Inulin and PCBs differentially alter hepatic markers of glucose metabolism.

To elucidate the effects of PCB exposure and inulin consumption on glucose metabolism, hepatic expression of key glycolytic and/or gluconeogenic enzymes was examined (Figure 3). PCB exposure significantly reduced expression of pyruvate kinase (Pklr) in cellulose fed mice, while the reduction in exposed inulin fed mice was not significant. Additionally, an overall reductive effect of PCB exposure on glucokinase (Gck) and phosphoenolpyruvate carboxykinase (Pck1) expression was observed, regardless of diet. However, an overall effect of inulin consumption on increasing Pck1 expression was observed. Furthermore, glucose 6-phosphatase (G6pc) expression was significantly increased in inulin fed mice, regardless of exposure.

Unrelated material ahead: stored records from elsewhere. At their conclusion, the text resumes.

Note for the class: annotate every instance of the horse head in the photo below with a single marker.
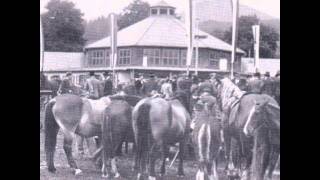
(256, 117)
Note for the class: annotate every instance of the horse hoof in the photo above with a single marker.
(105, 176)
(117, 175)
(52, 169)
(77, 172)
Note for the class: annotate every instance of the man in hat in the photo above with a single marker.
(150, 86)
(93, 86)
(255, 86)
(267, 87)
(66, 85)
(107, 83)
(276, 87)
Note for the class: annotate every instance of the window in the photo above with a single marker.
(153, 56)
(184, 58)
(171, 12)
(214, 59)
(154, 11)
(124, 56)
(170, 57)
(96, 58)
(163, 11)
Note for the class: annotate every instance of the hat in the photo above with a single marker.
(257, 74)
(106, 73)
(91, 73)
(267, 74)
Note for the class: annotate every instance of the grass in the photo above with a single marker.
(90, 172)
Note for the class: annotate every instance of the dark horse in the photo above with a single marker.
(255, 149)
(73, 115)
(206, 140)
(159, 123)
(116, 128)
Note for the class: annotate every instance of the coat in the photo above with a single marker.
(93, 87)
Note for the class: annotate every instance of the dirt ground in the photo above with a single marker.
(125, 164)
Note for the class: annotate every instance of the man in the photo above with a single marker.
(55, 83)
(66, 85)
(149, 87)
(92, 86)
(129, 88)
(166, 89)
(255, 86)
(276, 90)
(108, 85)
(267, 87)
(138, 84)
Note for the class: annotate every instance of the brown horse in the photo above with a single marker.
(206, 140)
(259, 117)
(237, 106)
(116, 128)
(74, 115)
(159, 123)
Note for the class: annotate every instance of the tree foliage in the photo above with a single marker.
(134, 12)
(268, 37)
(63, 27)
(97, 29)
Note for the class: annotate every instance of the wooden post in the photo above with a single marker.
(235, 11)
(41, 46)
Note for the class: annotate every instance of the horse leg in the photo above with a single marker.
(152, 159)
(181, 156)
(261, 152)
(67, 146)
(165, 152)
(79, 140)
(274, 156)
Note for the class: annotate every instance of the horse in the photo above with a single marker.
(73, 115)
(206, 141)
(236, 106)
(116, 128)
(260, 116)
(159, 123)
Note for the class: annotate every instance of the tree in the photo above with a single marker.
(63, 27)
(97, 29)
(136, 11)
(268, 37)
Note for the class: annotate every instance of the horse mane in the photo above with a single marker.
(130, 99)
(229, 92)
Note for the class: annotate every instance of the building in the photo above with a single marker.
(270, 65)
(157, 44)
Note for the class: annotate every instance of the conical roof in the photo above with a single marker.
(160, 31)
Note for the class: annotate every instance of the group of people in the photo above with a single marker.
(150, 85)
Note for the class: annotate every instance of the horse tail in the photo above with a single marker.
(107, 134)
(51, 129)
(143, 134)
(170, 114)
(204, 142)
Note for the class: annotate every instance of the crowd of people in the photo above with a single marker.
(147, 85)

Figure 3. PCB disruption of glucose metabolism is attenuated by inulin.

Figure 3.

Male Ldlr−/− mice were fed an atherogenic diet containing 8% cellulose or 8% inulin for 12 weeks and exposed to PCB 126 (1μmol/kg) or vehicle at weeks 2 and 4. Liver samples were collected at the conclusion of the study. mRNA units were determined using the relative quantification method (ΔΔCT), normalized to control values. 18S was used as the housekeeping gene for all hepatic gene expression quantifications. PCB exposure reduced expression of rate limiting glycolytic enzymes glucokinase/hexokinase (Gck) and pyruvate kinase (Pklr), which was not observed in inulin fed mice. Overall, inulin feeding increased gluconeogenic enzyme expression including PEP carboxykinase (Pck1) and glucose-6-phosphate (G6pc) irrespective of exposure. Data are presented as mean ± S.E.M (n=10 per group). Statistical significance is denoted by * (p<0.05).

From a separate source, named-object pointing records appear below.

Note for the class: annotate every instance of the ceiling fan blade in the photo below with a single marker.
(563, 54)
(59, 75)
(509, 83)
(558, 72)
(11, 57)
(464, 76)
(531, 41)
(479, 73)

Inulin feeding decreases atherosclerotic lesion formation

We quantified atherosclerotic lesion areas within the aortic roots using Oil Red-O staining and determined that overall, inulin fed mice displayed significantly decreased lesion formation compared with cellulose fed mice (p=0.012) (Figure 4A). Also, it was determined that PCB treated mice fed inulin displayed significantly decreased lesion formation than PCB treated mice fed the control cellulose diet (Mean Cellulose+PCB; 1.75×105 ± 6.93×104 μm2, Mean Inulin+PCB; 1.19 ×105 ± 4.68×104 μm2, p<0.05; Figure 4BC). An overall effect of PCB exposure was not observed.

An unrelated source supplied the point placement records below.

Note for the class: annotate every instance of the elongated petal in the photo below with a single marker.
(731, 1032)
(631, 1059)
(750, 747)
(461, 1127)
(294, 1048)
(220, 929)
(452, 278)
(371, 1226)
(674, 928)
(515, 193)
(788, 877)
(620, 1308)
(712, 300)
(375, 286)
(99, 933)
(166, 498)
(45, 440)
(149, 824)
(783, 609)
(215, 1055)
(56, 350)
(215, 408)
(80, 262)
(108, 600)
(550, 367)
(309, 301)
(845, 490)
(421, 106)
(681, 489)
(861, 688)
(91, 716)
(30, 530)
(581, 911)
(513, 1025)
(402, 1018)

Figure 4. Inulin decreases aortic root lesion area in Ldlr deficient mice.

Figure 4.

Male Ldlr−/− mice were fed a high cholesterol diet containing 8% cellulose or 8% inulin for 12 weeks and exposed to PCB 126 (1μmol/kg) or vehicle at weeks 2 and 4. A) Extent of atherosclerosis was determined by oil red-o staining of the aortic root. B and C) Representative cross section of the aortic roots from cellulose+PCB (B) and inulin+PCB (C) mice. Inulin significantly decreased lesion formation irrespective of treatment and mice fed the diet enriched with inulin and exposed to PCB 126 exhibited significantly decreased lesion formation compared to mice fed the control diet and exposed to PCB 126. (n=9–10 per group), Statistical significance is denoted by * (p<0.05).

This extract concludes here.